Regarding the question of access to capital, much talk was of replicating successful programmes on a wider basis. In particular, the UK government’s Start Up Loans programme and Department for International Development’s Bank Guarantee. Both of which were championed for catering to the ever-growing enthusiasm among young people to be their own bosses.

UK Task Force

Discussions again centred on creating an education system that is “fit for purpose”. A possible template for future reform, the UK Youth Parliament’s “A Curriculum to Prepare us for Life”, was highlighted by Mariam Waseem, herself of the Youth Parliament. The curriculum was drafted in consultation with some 260,000 young people and it was agreed that the involvement of young people will be critical in tackling youth unemployment. Once more, the importance of embedding entrepreneurial skills in the curriculum from an early age was stated. However, it was also felt that extra-curricular activities also play a fundamental role in preparing young people for the workplace and that their role should be further recognised.

The meeting also identified measures that don’t require the cumbersome ladder of realpolitik to implement. Chief among these was to increase funding to the Duke of Edinburgh Award, which enhances participants’ prospects and yet receives enough funding for only 10% of applicants.

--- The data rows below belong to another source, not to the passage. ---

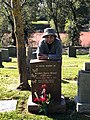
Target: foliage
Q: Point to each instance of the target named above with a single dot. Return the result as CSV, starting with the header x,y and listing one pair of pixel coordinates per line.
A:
x,y
76,17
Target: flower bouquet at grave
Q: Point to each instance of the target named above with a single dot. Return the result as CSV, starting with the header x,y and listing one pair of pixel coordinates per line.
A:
x,y
43,100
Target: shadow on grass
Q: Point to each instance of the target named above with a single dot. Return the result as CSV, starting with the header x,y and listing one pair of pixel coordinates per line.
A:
x,y
71,113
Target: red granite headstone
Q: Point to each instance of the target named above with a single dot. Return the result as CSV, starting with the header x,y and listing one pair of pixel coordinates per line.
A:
x,y
48,73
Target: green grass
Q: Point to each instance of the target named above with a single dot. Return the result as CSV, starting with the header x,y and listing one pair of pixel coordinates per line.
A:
x,y
9,80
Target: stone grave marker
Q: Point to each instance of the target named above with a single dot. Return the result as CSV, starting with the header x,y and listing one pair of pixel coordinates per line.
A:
x,y
47,73
71,51
1,59
83,94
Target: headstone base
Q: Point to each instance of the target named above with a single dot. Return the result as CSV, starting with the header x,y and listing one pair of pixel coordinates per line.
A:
x,y
56,107
83,107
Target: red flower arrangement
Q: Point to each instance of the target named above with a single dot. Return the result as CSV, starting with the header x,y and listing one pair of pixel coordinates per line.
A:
x,y
44,100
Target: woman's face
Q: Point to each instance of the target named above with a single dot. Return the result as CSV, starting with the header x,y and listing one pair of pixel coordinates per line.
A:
x,y
50,39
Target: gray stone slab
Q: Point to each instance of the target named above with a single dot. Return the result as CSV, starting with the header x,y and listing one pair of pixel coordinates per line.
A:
x,y
44,72
8,105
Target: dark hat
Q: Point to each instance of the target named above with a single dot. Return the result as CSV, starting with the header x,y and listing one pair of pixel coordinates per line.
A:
x,y
49,31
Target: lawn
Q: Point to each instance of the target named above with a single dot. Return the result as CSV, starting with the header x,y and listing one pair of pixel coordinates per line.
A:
x,y
9,80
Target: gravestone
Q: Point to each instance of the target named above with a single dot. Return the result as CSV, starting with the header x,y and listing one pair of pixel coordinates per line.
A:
x,y
47,73
83,98
1,59
71,51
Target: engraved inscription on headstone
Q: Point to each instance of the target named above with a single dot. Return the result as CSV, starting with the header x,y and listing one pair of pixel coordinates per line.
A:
x,y
48,73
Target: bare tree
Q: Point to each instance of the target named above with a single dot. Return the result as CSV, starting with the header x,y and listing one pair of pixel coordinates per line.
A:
x,y
21,50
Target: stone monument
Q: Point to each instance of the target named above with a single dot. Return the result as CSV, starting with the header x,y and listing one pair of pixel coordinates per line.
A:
x,y
46,73
83,97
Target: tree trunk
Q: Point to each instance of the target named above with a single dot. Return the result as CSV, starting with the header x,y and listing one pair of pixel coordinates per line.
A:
x,y
21,50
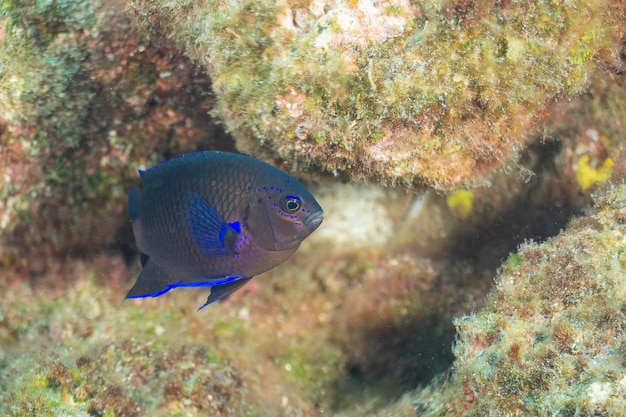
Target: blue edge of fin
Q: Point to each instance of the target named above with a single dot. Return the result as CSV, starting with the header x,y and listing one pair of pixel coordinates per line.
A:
x,y
213,283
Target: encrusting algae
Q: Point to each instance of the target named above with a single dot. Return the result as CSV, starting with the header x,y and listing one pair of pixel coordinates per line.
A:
x,y
417,93
431,93
550,339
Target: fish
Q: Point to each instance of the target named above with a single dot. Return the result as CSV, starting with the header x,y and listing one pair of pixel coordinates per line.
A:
x,y
215,219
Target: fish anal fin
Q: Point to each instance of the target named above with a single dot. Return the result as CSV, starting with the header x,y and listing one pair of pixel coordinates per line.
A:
x,y
209,231
143,258
152,282
220,291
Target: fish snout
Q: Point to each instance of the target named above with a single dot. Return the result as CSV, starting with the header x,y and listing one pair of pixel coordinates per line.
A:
x,y
313,220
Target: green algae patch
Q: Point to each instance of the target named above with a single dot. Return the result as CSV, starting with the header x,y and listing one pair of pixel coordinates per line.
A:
x,y
432,93
550,339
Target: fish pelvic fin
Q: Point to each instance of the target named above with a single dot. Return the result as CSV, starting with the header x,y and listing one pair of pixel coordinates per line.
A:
x,y
209,231
152,282
220,291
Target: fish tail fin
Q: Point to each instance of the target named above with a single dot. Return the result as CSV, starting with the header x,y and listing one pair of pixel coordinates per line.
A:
x,y
152,282
220,291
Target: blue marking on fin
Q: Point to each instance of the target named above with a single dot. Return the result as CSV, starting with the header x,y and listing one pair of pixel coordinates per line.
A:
x,y
203,283
208,230
220,291
236,226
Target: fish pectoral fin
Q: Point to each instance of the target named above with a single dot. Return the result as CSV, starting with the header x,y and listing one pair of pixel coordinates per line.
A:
x,y
152,282
220,291
209,231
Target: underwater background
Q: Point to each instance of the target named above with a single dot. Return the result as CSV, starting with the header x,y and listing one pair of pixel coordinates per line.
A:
x,y
469,158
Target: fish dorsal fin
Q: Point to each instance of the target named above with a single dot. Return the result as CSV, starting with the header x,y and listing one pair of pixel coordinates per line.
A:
x,y
134,203
209,231
220,291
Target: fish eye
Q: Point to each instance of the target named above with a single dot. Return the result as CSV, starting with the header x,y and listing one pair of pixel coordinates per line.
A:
x,y
290,204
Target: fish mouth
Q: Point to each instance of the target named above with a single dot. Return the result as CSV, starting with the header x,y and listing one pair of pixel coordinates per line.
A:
x,y
314,219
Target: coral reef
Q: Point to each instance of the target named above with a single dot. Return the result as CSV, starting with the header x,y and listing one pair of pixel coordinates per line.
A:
x,y
363,312
84,101
550,339
434,93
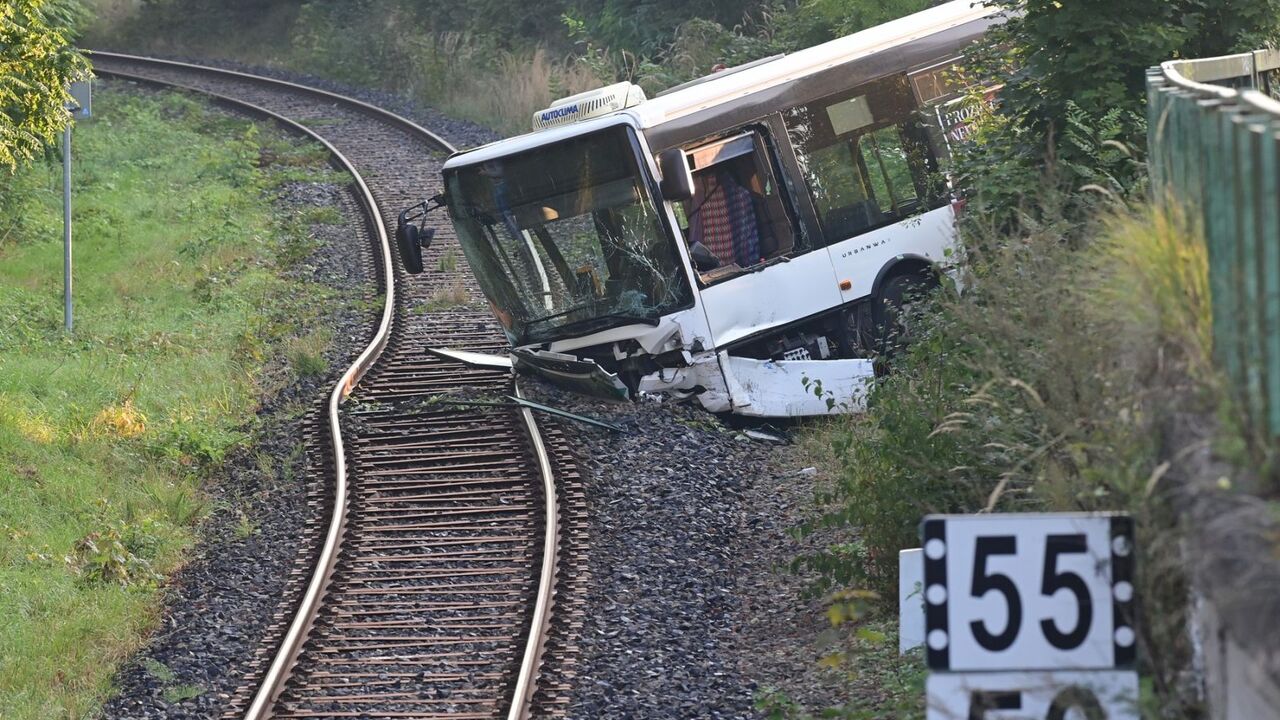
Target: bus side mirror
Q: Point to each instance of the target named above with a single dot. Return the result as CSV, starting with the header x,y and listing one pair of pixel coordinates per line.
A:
x,y
677,181
410,237
411,241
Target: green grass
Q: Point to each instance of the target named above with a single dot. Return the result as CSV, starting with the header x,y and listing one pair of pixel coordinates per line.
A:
x,y
105,433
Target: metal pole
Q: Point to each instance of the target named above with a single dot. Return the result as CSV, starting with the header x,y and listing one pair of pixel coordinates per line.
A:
x,y
67,227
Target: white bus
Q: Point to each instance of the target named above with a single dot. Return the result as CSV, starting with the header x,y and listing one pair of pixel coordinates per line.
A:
x,y
741,238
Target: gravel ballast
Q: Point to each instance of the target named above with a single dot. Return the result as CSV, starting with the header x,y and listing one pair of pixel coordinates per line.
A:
x,y
691,610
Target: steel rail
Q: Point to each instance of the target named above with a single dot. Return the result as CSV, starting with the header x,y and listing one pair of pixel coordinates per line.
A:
x,y
291,646
297,87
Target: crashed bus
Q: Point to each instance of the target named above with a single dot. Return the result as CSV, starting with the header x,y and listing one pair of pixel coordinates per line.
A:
x,y
744,238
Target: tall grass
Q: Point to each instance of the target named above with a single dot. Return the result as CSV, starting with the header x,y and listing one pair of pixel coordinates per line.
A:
x,y
1046,387
105,434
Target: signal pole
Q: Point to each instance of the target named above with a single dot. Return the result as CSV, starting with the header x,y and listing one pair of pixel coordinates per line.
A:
x,y
80,106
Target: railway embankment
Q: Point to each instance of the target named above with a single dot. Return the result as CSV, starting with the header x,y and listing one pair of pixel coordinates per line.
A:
x,y
159,440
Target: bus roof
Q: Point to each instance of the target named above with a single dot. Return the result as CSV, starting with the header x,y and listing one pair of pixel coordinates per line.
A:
x,y
713,91
750,85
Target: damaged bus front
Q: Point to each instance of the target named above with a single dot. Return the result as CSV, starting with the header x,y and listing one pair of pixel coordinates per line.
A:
x,y
752,240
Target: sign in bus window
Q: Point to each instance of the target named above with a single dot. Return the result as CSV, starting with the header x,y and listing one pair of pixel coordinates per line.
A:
x,y
890,171
849,115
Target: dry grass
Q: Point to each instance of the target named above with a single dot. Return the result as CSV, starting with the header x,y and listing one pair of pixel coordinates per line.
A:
x,y
122,420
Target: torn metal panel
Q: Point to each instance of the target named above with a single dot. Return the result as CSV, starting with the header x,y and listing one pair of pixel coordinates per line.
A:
x,y
566,414
794,388
472,359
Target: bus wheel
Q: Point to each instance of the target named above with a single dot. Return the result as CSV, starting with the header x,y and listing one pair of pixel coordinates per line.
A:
x,y
896,310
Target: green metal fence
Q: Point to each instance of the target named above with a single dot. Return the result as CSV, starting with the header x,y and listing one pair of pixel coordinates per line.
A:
x,y
1214,139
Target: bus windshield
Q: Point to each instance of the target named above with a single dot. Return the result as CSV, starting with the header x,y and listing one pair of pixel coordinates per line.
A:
x,y
566,238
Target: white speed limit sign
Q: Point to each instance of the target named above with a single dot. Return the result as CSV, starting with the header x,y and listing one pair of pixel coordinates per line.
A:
x,y
1028,592
1091,695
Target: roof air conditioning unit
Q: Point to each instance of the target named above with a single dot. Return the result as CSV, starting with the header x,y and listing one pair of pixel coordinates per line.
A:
x,y
590,104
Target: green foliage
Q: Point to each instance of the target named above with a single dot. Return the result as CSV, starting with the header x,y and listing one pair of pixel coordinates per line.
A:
x,y
1042,388
105,434
104,557
801,23
492,60
1073,95
37,63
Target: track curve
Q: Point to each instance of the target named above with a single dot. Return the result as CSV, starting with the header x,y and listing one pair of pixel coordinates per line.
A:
x,y
447,538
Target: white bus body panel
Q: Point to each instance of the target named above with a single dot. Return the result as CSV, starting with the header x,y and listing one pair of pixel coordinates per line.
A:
x,y
860,259
775,296
795,388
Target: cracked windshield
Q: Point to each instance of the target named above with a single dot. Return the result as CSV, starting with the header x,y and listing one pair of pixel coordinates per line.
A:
x,y
567,238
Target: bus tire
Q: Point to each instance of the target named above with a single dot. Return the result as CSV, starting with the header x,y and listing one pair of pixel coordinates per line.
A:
x,y
895,308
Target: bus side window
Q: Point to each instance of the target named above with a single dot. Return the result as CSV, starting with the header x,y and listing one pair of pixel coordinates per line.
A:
x,y
737,214
862,156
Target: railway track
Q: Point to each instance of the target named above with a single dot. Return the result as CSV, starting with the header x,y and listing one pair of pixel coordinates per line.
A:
x,y
447,565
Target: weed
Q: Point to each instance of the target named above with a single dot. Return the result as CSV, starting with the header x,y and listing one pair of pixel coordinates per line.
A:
x,y
245,525
179,693
323,215
306,354
447,299
150,367
101,557
448,261
120,420
158,670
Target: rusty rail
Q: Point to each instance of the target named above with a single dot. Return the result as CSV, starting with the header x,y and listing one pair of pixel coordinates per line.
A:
x,y
401,381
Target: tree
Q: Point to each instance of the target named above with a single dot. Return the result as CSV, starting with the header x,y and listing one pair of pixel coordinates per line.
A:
x,y
37,62
1073,74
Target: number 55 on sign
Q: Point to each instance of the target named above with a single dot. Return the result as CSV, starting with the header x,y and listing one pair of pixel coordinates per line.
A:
x,y
1028,592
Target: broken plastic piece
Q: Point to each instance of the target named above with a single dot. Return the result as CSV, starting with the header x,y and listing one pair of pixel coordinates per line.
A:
x,y
474,359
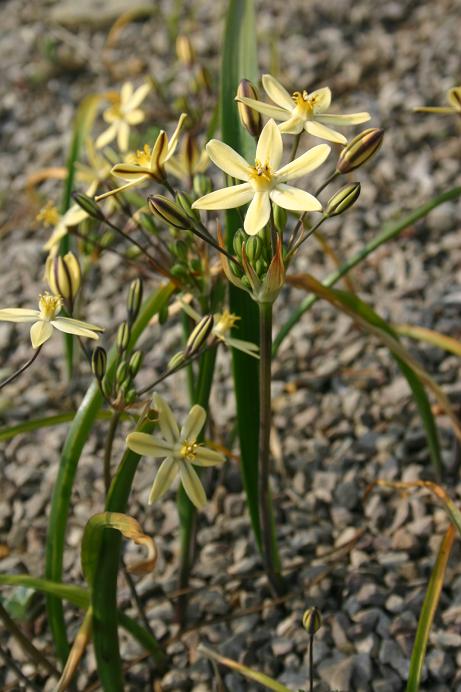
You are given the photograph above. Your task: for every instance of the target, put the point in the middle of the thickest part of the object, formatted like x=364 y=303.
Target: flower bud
x=89 y=205
x=185 y=50
x=202 y=184
x=250 y=119
x=168 y=211
x=135 y=363
x=312 y=620
x=253 y=248
x=134 y=300
x=121 y=373
x=199 y=335
x=176 y=360
x=63 y=275
x=238 y=240
x=123 y=337
x=99 y=362
x=359 y=150
x=280 y=218
x=343 y=199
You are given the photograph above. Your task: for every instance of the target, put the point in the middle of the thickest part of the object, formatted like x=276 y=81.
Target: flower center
x=49 y=215
x=187 y=450
x=261 y=176
x=142 y=156
x=304 y=104
x=49 y=306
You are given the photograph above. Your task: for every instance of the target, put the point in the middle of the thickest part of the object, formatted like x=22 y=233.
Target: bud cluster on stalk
x=118 y=385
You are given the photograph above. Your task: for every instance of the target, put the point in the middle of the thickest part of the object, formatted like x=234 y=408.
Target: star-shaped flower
x=145 y=163
x=303 y=111
x=453 y=98
x=264 y=180
x=46 y=318
x=180 y=451
x=123 y=113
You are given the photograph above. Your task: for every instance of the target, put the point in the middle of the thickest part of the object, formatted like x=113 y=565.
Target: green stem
x=79 y=432
x=270 y=554
x=390 y=231
x=187 y=511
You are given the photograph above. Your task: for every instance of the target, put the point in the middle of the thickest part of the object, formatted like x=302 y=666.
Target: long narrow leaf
x=412 y=371
x=389 y=232
x=240 y=62
x=431 y=601
x=78 y=434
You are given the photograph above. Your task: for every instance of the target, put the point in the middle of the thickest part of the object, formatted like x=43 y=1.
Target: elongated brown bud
x=312 y=620
x=199 y=335
x=343 y=199
x=99 y=362
x=250 y=118
x=359 y=150
x=169 y=212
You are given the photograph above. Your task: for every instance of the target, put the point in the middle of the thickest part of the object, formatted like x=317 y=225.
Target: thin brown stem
x=22 y=369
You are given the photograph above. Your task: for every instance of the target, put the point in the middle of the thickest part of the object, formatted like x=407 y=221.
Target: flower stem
x=269 y=545
x=21 y=369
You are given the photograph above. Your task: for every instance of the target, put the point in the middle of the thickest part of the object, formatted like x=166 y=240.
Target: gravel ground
x=343 y=414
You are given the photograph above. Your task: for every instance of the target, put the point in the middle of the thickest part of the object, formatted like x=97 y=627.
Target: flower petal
x=321 y=99
x=204 y=456
x=70 y=326
x=18 y=315
x=270 y=146
x=164 y=478
x=106 y=136
x=192 y=485
x=40 y=332
x=258 y=213
x=307 y=162
x=193 y=424
x=173 y=141
x=148 y=445
x=226 y=198
x=294 y=199
x=349 y=119
x=167 y=421
x=228 y=160
x=454 y=98
x=319 y=130
x=123 y=136
x=134 y=117
x=265 y=108
x=129 y=171
x=293 y=126
x=277 y=92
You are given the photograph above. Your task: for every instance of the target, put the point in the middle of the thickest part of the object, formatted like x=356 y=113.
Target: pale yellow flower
x=453 y=98
x=50 y=216
x=303 y=111
x=264 y=180
x=123 y=113
x=180 y=451
x=146 y=163
x=46 y=318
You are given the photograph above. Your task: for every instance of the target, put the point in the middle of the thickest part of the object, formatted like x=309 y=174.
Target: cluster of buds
x=64 y=276
x=118 y=387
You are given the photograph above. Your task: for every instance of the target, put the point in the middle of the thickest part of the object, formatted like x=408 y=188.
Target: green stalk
x=239 y=61
x=104 y=591
x=79 y=432
x=388 y=233
x=187 y=511
x=269 y=544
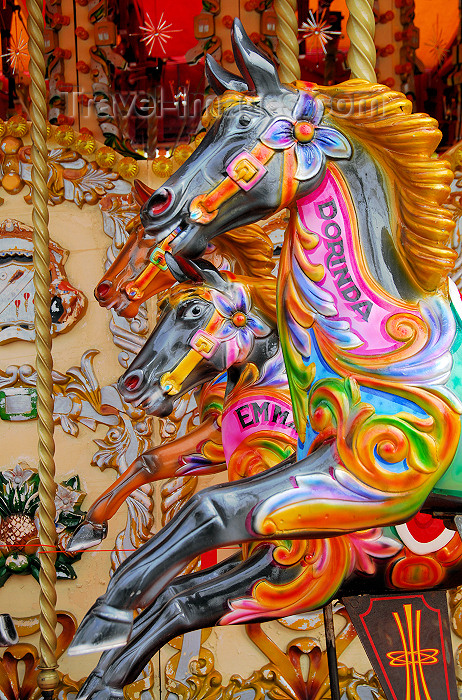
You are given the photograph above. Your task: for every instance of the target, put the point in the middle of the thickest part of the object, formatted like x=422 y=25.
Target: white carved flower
x=18 y=476
x=65 y=500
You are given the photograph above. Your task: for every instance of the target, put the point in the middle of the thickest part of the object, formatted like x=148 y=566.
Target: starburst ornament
x=438 y=44
x=157 y=33
x=317 y=31
x=17 y=54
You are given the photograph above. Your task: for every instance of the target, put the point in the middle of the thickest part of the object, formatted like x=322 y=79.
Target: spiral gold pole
x=48 y=678
x=361 y=30
x=287 y=34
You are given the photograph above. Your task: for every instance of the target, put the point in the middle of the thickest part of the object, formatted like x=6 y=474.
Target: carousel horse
x=209 y=306
x=369 y=327
x=199 y=451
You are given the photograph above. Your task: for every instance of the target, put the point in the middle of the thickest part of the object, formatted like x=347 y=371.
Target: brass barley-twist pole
x=48 y=678
x=361 y=30
x=286 y=30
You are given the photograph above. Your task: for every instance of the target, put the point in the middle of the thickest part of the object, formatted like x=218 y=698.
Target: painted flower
x=312 y=142
x=240 y=327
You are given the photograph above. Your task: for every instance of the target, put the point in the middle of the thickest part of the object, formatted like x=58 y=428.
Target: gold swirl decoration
x=361 y=30
x=286 y=31
x=427 y=444
x=48 y=679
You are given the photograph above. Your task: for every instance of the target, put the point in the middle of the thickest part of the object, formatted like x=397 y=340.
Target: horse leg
x=202 y=605
x=160 y=463
x=320 y=497
x=147 y=618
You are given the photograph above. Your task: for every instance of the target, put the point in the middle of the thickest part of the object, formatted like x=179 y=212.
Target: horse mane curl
x=381 y=120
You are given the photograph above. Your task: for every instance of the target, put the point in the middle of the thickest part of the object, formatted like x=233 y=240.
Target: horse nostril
x=160 y=201
x=103 y=289
x=132 y=381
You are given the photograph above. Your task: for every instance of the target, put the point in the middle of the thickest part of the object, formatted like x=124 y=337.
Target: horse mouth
x=119 y=302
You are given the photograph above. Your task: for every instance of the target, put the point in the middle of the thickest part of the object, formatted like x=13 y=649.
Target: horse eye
x=160 y=201
x=244 y=120
x=191 y=311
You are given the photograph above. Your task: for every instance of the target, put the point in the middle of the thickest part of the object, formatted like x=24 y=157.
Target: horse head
x=209 y=322
x=266 y=144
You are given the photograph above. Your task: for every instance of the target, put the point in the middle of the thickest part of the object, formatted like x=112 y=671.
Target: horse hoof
x=103 y=627
x=8 y=634
x=87 y=535
x=107 y=693
x=91 y=685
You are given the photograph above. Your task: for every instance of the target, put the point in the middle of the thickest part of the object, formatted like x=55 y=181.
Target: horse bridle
x=243 y=173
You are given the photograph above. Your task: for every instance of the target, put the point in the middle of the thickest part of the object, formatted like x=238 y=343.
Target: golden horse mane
x=249 y=248
x=404 y=143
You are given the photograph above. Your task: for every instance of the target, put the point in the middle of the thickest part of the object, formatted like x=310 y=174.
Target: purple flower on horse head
x=240 y=327
x=312 y=142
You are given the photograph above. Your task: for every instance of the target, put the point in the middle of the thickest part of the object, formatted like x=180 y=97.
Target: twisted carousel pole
x=361 y=30
x=48 y=678
x=287 y=34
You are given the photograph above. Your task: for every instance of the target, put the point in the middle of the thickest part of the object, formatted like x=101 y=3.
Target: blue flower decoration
x=312 y=142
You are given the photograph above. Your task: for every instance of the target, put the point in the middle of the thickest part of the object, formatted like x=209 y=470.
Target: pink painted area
x=240 y=421
x=335 y=228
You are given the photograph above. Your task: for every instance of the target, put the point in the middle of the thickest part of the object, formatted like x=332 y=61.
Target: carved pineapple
x=17 y=529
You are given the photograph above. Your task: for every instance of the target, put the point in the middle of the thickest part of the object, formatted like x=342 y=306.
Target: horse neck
x=258 y=404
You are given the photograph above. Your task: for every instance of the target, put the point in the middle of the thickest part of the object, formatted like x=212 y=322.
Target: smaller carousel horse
x=123 y=288
x=214 y=321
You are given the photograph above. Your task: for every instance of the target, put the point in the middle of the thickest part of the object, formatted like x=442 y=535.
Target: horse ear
x=257 y=70
x=209 y=274
x=141 y=192
x=221 y=79
x=175 y=267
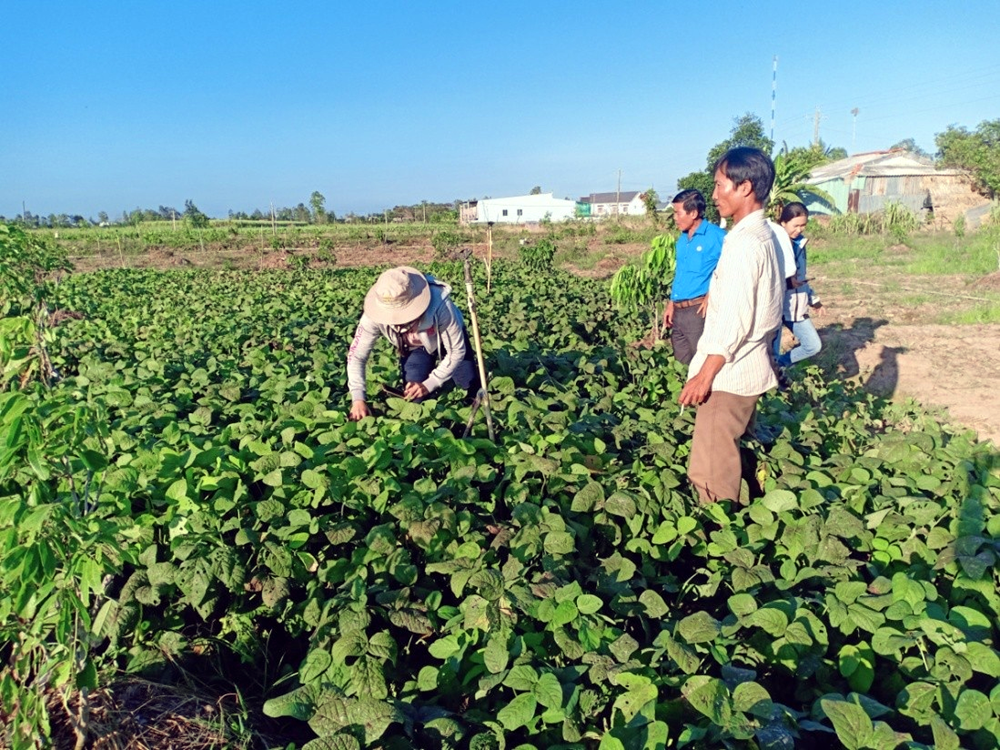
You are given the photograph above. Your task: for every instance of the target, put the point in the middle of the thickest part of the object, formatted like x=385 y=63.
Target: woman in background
x=799 y=296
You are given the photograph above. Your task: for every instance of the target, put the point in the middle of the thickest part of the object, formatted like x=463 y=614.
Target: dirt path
x=954 y=367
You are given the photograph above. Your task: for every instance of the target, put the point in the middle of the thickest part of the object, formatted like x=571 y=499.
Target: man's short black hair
x=743 y=164
x=693 y=200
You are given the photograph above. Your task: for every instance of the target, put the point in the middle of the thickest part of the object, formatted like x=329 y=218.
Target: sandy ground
x=954 y=367
x=885 y=346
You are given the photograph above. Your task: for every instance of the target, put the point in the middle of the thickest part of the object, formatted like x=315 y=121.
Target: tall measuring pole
x=774 y=93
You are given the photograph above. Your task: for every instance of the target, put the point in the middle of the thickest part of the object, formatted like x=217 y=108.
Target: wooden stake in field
x=483 y=397
x=489 y=255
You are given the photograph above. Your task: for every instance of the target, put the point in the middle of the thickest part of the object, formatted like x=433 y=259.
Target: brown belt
x=689 y=302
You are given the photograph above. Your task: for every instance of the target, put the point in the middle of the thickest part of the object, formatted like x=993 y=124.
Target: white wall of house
x=600 y=209
x=524 y=209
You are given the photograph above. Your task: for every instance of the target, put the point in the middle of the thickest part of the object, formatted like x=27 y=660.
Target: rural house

The London Eye turns as slowly as always; its lazy revolutions a stark counterpoint to the hustle and bustle of the vibrant city at its feet. One meeting has not made the London Eye suddenly change to mimic its surrounds; it will remain conservative and slow moving until it is given no option but to change. The meeting was a stepping stone along this path, many more steps remain to be taken, but as the saying goes, ‘the first step is often the hardest’.